Labs use molecular dynamics and empirical force fields to model the deformation and interactions of macromolecules such as DNA, proteins, RNA and lipids, says Mozziconacci. Statistical physics helps to describe how a large number of entities behave when the interaction between them is known. Polymer physics is a way to model chromosomes using C-data. “Depending on the way the polymer folds on itself, you can predict the exponent of the decrease of the contact frequency when the genomic distance between two loci increases,” he says. “Unfortunately, different polymer models can lead to the same exponent so that more experiments are needed at this point.”

Cross-training

Building bridges across disciplines is easier when labs collaborate in close-knit, exchange-oriented networks, but doing science in this connected way appears to have fallen out of favor of late with European funders, says the Institut Curie's Heard. Complementing the NIH 4D Nucleome project, she and a number of other scientists have proposed the 4D Nucleome Initiative in Europe (http://www.4DNucleome.eu) for labs to characterize chromatin architecture in many model organisms and advance techniques such as live-cell imaging and single-molecule tracking. The group hopes to hear soon about whether this effort can get off the ground, says Heard.

Interdisciplinary science is a vocation, says Mozziconacci. As a physicist, he did a postdoctoral fellowship in a molecular biology lab and then worked in a computationally oriented one. It has been a struggle to learn language, tools, the differing concepts and knowledge bases, he says, but the challenging road has become satisfying and mind-opening because he can talk with colleagues in different fields and tackle transversal problems. “Having said that, I think that there is a pitfall that biologists should not fall into: complex interdisciplinary work should not only be done by one postdoc, for instance, a computer scientist or a physicist, analyzing data from the wet lab,” he says. He or she will have ideas that need to be challenged and to grow within a collaborative, multidisciplinary group.
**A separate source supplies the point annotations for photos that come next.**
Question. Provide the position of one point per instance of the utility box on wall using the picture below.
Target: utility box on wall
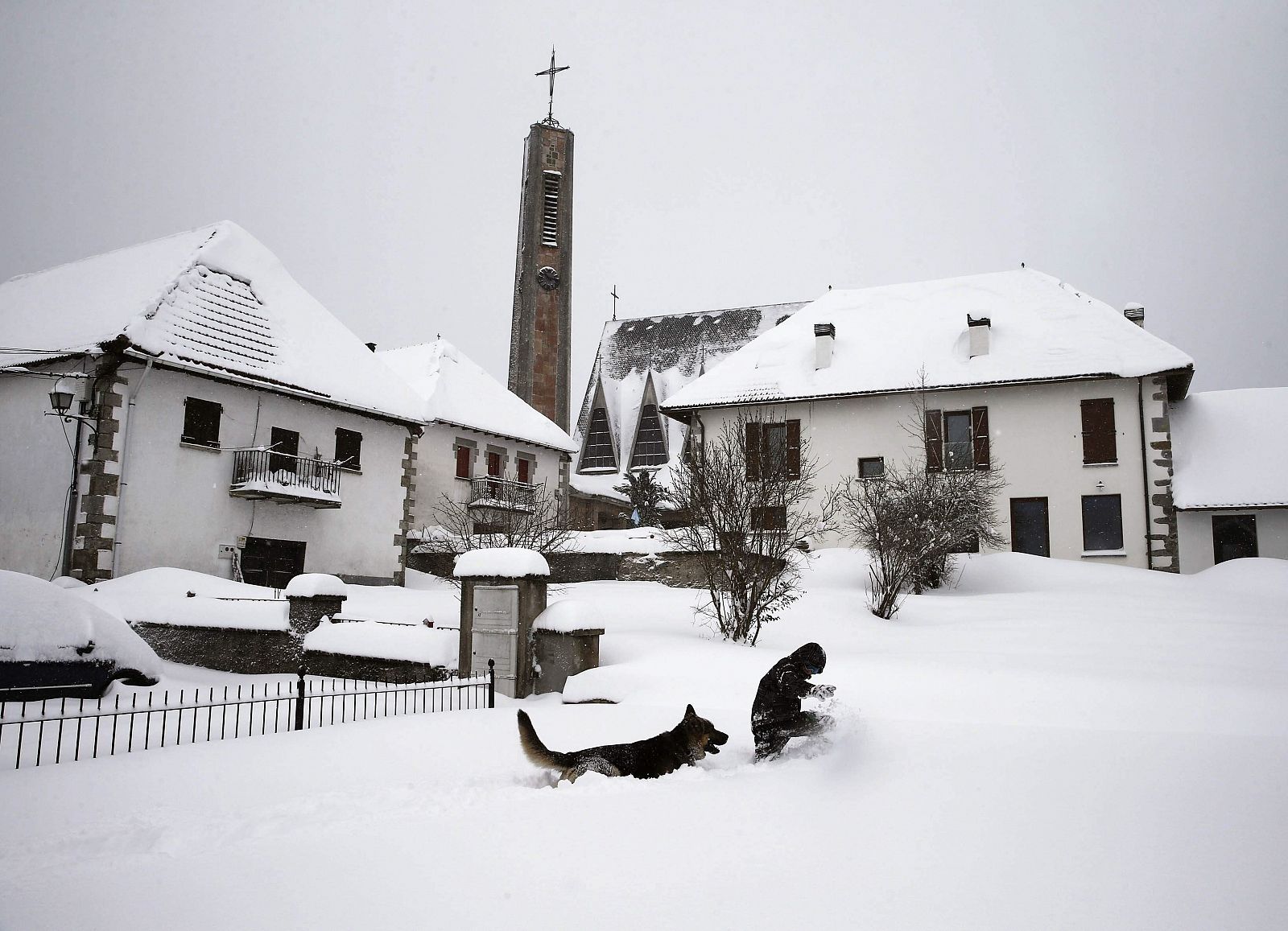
(502, 591)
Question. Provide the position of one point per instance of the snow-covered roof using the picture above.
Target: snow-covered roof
(1041, 328)
(213, 300)
(669, 351)
(1228, 450)
(454, 389)
(512, 562)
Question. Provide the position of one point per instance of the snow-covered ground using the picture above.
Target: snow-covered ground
(1047, 746)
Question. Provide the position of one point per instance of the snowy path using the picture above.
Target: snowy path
(1084, 755)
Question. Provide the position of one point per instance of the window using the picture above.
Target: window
(773, 450)
(1234, 536)
(201, 422)
(873, 468)
(1099, 437)
(599, 444)
(772, 518)
(551, 209)
(650, 441)
(957, 439)
(348, 448)
(1101, 521)
(287, 447)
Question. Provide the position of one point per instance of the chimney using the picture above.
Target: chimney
(979, 328)
(824, 335)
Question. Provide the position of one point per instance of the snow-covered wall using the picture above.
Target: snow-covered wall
(175, 509)
(1195, 534)
(1034, 437)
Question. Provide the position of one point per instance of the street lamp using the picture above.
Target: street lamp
(61, 399)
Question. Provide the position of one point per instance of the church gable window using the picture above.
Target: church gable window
(650, 439)
(599, 443)
(551, 208)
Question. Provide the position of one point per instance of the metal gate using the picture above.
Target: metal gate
(496, 632)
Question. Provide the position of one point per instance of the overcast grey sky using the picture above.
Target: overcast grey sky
(727, 154)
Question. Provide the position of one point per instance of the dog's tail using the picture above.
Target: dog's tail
(538, 753)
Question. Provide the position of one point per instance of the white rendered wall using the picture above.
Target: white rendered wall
(175, 508)
(436, 467)
(1034, 437)
(35, 473)
(1195, 534)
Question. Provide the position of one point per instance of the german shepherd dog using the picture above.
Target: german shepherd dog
(683, 746)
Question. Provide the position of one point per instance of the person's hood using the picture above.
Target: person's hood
(811, 657)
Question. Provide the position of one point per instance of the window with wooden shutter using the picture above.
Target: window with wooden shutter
(979, 428)
(934, 441)
(201, 422)
(1099, 435)
(794, 448)
(348, 448)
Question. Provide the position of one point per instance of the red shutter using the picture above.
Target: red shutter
(794, 448)
(934, 441)
(753, 451)
(979, 430)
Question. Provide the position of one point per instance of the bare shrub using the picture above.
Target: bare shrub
(747, 492)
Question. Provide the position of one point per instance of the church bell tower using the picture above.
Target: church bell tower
(541, 326)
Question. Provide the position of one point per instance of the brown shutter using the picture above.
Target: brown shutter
(794, 448)
(1099, 433)
(979, 430)
(934, 441)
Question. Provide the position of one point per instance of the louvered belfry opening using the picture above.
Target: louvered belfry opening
(599, 444)
(551, 209)
(650, 441)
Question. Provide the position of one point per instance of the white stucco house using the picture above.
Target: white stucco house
(229, 422)
(1232, 483)
(483, 447)
(1021, 371)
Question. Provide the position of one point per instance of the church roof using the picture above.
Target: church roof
(669, 351)
(1225, 452)
(886, 338)
(212, 300)
(454, 389)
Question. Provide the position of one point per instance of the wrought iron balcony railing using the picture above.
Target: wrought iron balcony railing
(500, 493)
(259, 474)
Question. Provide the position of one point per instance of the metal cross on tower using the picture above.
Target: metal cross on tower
(551, 71)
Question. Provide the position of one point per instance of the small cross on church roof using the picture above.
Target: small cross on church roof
(551, 71)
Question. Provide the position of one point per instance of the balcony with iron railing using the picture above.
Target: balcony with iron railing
(263, 474)
(497, 493)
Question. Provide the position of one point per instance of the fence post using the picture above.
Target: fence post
(299, 701)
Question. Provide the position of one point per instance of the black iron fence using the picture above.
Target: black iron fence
(68, 729)
(262, 473)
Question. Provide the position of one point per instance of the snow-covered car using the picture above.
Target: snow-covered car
(55, 644)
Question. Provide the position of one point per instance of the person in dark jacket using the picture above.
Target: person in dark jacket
(776, 715)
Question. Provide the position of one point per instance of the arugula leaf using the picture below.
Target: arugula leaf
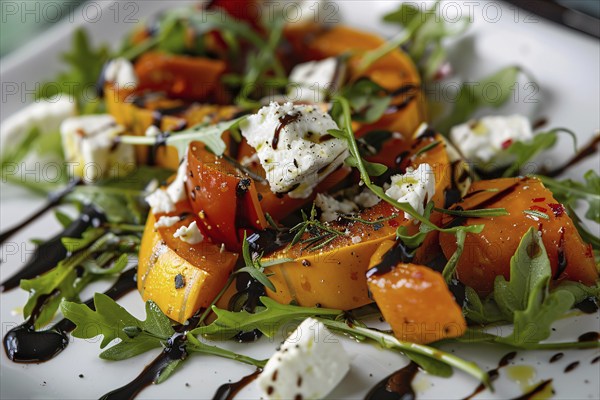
(450, 267)
(209, 135)
(253, 266)
(111, 321)
(63, 218)
(580, 291)
(64, 282)
(367, 99)
(417, 352)
(526, 299)
(569, 192)
(525, 151)
(85, 65)
(471, 96)
(268, 320)
(481, 312)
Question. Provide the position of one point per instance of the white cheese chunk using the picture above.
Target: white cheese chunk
(90, 147)
(293, 146)
(176, 190)
(485, 139)
(166, 222)
(309, 365)
(332, 208)
(160, 202)
(189, 234)
(366, 199)
(415, 187)
(313, 80)
(121, 73)
(45, 115)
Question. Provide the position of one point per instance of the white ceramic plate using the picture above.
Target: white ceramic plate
(564, 63)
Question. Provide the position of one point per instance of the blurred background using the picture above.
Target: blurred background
(24, 20)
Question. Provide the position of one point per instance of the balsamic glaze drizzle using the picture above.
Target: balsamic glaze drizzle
(228, 391)
(283, 122)
(397, 386)
(173, 352)
(493, 374)
(24, 344)
(53, 200)
(50, 253)
(398, 253)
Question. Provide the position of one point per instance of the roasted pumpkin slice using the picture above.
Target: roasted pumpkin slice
(138, 116)
(182, 77)
(180, 277)
(413, 299)
(334, 274)
(395, 72)
(224, 198)
(530, 204)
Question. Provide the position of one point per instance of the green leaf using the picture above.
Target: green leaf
(570, 192)
(529, 273)
(416, 352)
(63, 218)
(480, 312)
(450, 267)
(108, 320)
(373, 169)
(431, 365)
(156, 322)
(128, 349)
(268, 321)
(533, 324)
(526, 299)
(580, 291)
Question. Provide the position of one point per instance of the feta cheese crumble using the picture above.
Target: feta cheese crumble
(91, 149)
(121, 73)
(313, 80)
(485, 139)
(189, 234)
(160, 202)
(176, 190)
(166, 222)
(309, 364)
(293, 146)
(44, 114)
(416, 187)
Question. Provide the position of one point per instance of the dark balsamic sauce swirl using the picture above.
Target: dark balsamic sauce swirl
(228, 391)
(397, 386)
(50, 253)
(398, 253)
(494, 373)
(283, 122)
(24, 344)
(173, 352)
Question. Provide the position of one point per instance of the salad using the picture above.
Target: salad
(256, 177)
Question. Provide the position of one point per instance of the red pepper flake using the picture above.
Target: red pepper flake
(557, 208)
(506, 144)
(589, 252)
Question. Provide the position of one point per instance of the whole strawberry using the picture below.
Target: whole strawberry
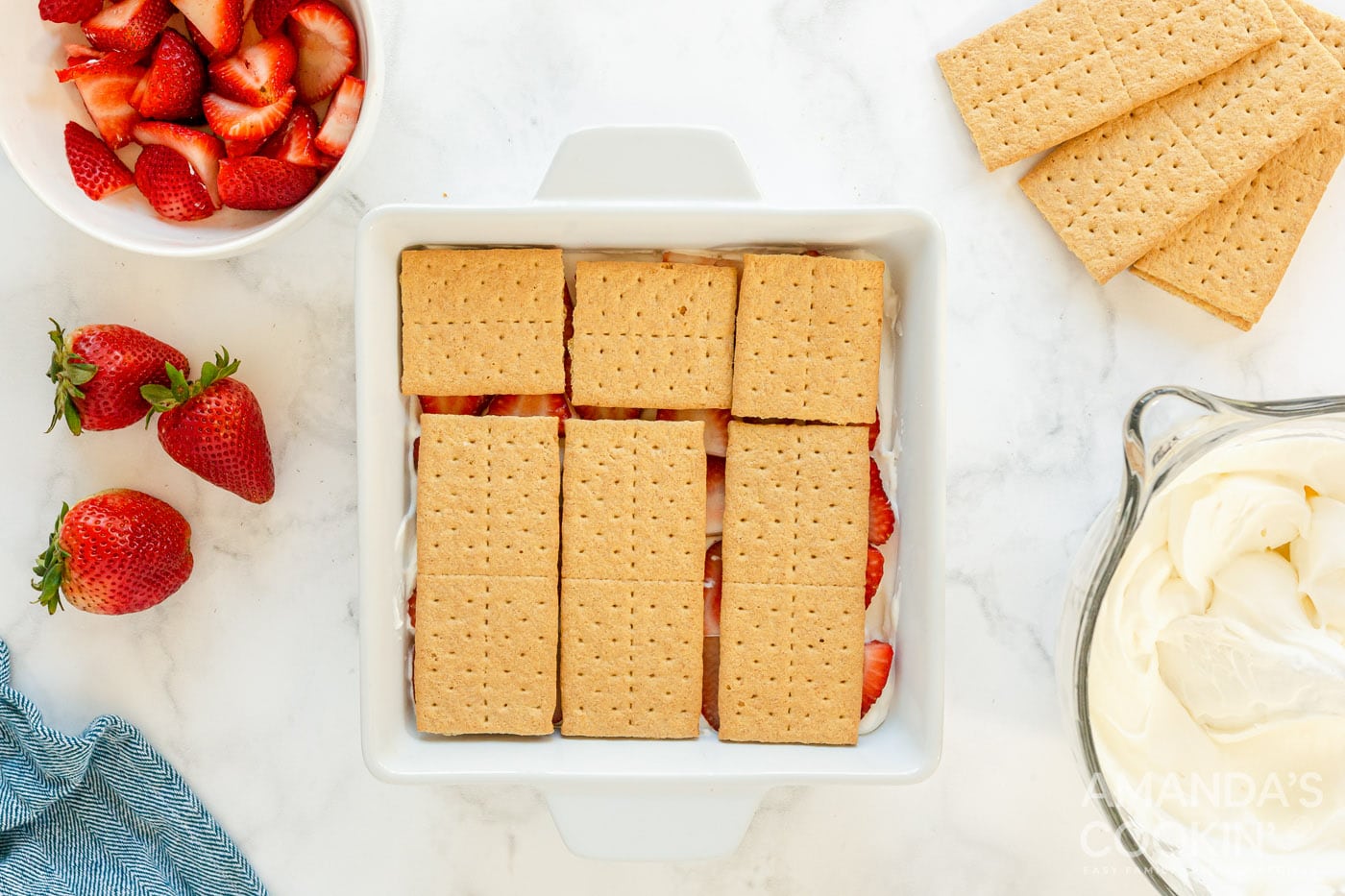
(214, 428)
(100, 372)
(116, 552)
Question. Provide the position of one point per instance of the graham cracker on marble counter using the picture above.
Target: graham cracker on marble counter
(479, 322)
(809, 338)
(1063, 67)
(486, 654)
(652, 335)
(1129, 186)
(1231, 260)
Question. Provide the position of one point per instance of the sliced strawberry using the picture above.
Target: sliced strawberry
(232, 120)
(329, 47)
(452, 403)
(257, 76)
(96, 168)
(130, 24)
(293, 143)
(877, 664)
(172, 87)
(107, 96)
(716, 428)
(264, 184)
(713, 587)
(202, 150)
(342, 116)
(883, 522)
(713, 496)
(171, 186)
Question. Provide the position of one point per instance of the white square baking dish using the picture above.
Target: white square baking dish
(636, 188)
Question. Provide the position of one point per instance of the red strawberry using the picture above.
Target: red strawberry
(67, 11)
(232, 120)
(98, 375)
(97, 170)
(713, 587)
(530, 406)
(342, 116)
(107, 96)
(713, 496)
(116, 552)
(883, 522)
(214, 428)
(452, 403)
(877, 664)
(716, 428)
(218, 22)
(261, 183)
(293, 143)
(871, 574)
(171, 89)
(171, 186)
(202, 150)
(257, 76)
(327, 44)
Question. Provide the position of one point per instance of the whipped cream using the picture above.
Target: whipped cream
(1216, 681)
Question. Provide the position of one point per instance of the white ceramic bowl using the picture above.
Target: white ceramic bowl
(33, 121)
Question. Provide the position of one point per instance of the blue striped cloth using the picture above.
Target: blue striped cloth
(103, 814)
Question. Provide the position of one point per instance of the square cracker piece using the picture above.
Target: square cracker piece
(1065, 66)
(481, 322)
(486, 654)
(488, 496)
(791, 664)
(631, 658)
(652, 335)
(1233, 257)
(634, 500)
(1127, 187)
(810, 335)
(796, 505)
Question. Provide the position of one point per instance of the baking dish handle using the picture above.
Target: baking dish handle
(648, 164)
(652, 822)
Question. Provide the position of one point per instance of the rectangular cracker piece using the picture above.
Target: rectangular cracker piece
(486, 654)
(1125, 188)
(634, 500)
(796, 505)
(1065, 66)
(1233, 257)
(652, 335)
(810, 334)
(791, 664)
(631, 658)
(488, 494)
(479, 322)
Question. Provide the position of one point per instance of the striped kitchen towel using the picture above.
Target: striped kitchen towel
(103, 814)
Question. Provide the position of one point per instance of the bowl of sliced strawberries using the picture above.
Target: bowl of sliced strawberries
(187, 128)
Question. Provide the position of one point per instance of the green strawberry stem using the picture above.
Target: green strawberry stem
(179, 390)
(51, 568)
(69, 372)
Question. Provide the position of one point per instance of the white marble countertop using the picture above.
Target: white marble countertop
(248, 678)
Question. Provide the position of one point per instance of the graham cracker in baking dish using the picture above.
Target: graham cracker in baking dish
(652, 335)
(634, 500)
(486, 654)
(631, 658)
(1065, 66)
(791, 664)
(809, 338)
(479, 322)
(488, 493)
(1233, 257)
(1126, 187)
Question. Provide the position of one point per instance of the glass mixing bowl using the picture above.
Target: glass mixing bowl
(1166, 430)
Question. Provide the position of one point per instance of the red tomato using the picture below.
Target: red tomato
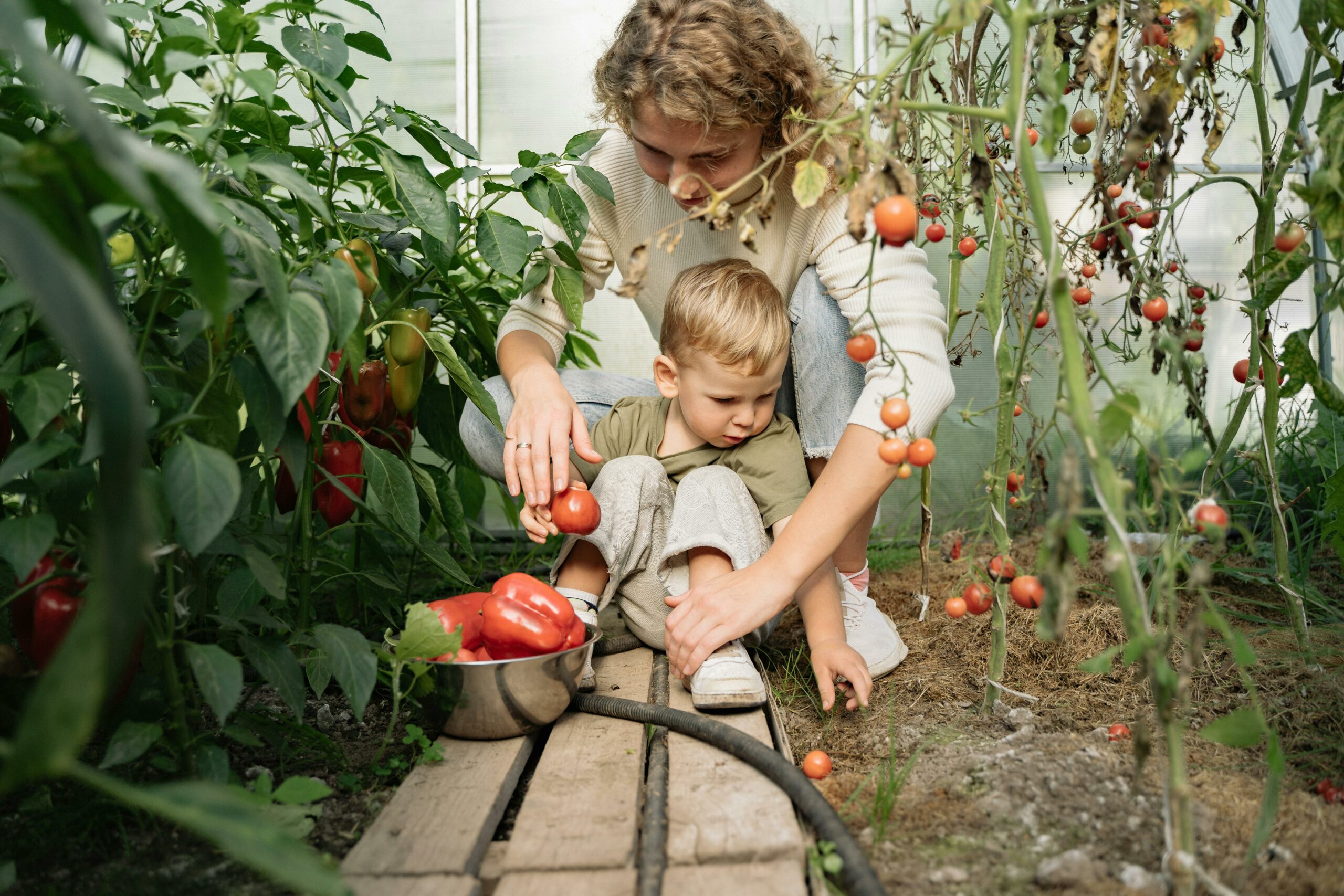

It has taken a while to convince the scientific community that 3D chromatin folding matters, says Pombo. Beyond needing new and multidisciplinary approaches, this research also takes courage, time and mutual commitment, she says. Researchers have to step out of a comfort zone, reach across disciplines to others and build effective ways to work together. And, she says, “for many it's only when the knowledge in one's comfort zone fails to explain a given observation that one is forced to reach out.”